Tra le patologie che riguardano la prostata, la più diffusa è sicuramente l'ipertrofia prostatica benigna o adenoma della prostata

Ipertrofia benigna della prostata diagnosi e terapia professor Ettore Mearini

Tra le patologie che riguardano la prostata, la più diffusa è sicuramente l’ipertrofia prostatica benigna o adenoma della prostata. Ciò avviene soprattutto dopo i 50-60 anni. Con l’avanzare degli anni, infatti, la parte centrale della prostata tende a ingrossarsi fino a superare anche di 2-3 volte le misure ritenute normali. Con l’età aumenta il tasso di estrogeni e, essendo la parte muscolare della prostata dotata di un gran numero di recettori per gli estrogeni, aumenta anche il rischio di ipertrofia.
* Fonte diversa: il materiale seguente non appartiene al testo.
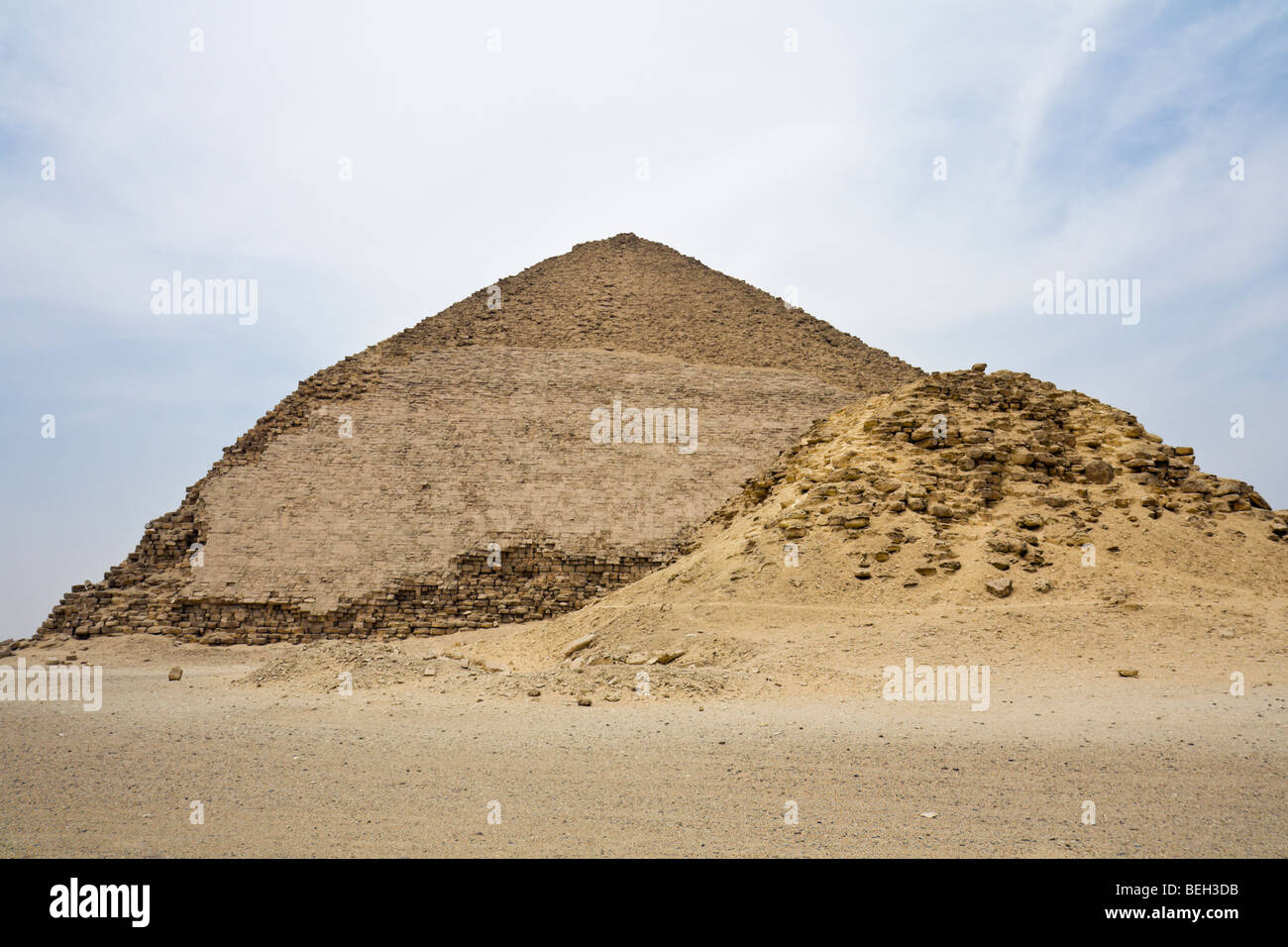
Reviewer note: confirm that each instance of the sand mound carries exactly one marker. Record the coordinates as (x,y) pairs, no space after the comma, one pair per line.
(990,492)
E’ stato invece scientificamente dimostrata l’assenza di correlazione con lo stato sociale e culturale, con il gruppo sanguigno, il vizio del fumo, l’abuso di alcol, le malattie cardiovascolari, il diabete, la cirrosi epatica e l’ipertensione. A differenza del carcinoma prostatico (che origina, in genere, a carico della porzione periferica), l’ipertrofia si sviluppa a carico della prostata centrale.

Sviluppo della malattia

La crescita della ghiandola prostatica tende a restringere sempre di più l’uretra prostatica, la parte dell’organo che inizia con l’orifizio uretrale interno della vescica e termina all’apice del pene in corrispondenza dell’orifizio uretrale esterno. Questo fa sì che il primo sintomo avvisabile sia, quasi sempre, la difficoltà ad urinare. La vescica è costretta a lavorare di più per tentare di espellere l’urina e, con il tempo, si indebolisce, perde efficienza ed è soggetta a diverticoli (ernie vescicali). La difficoltà nell’espellere i liquidi, inoltre, può far sì che parte delle sostanze di scarto restino nella vescica, dando luogo a possibili infezioni e calcolosi.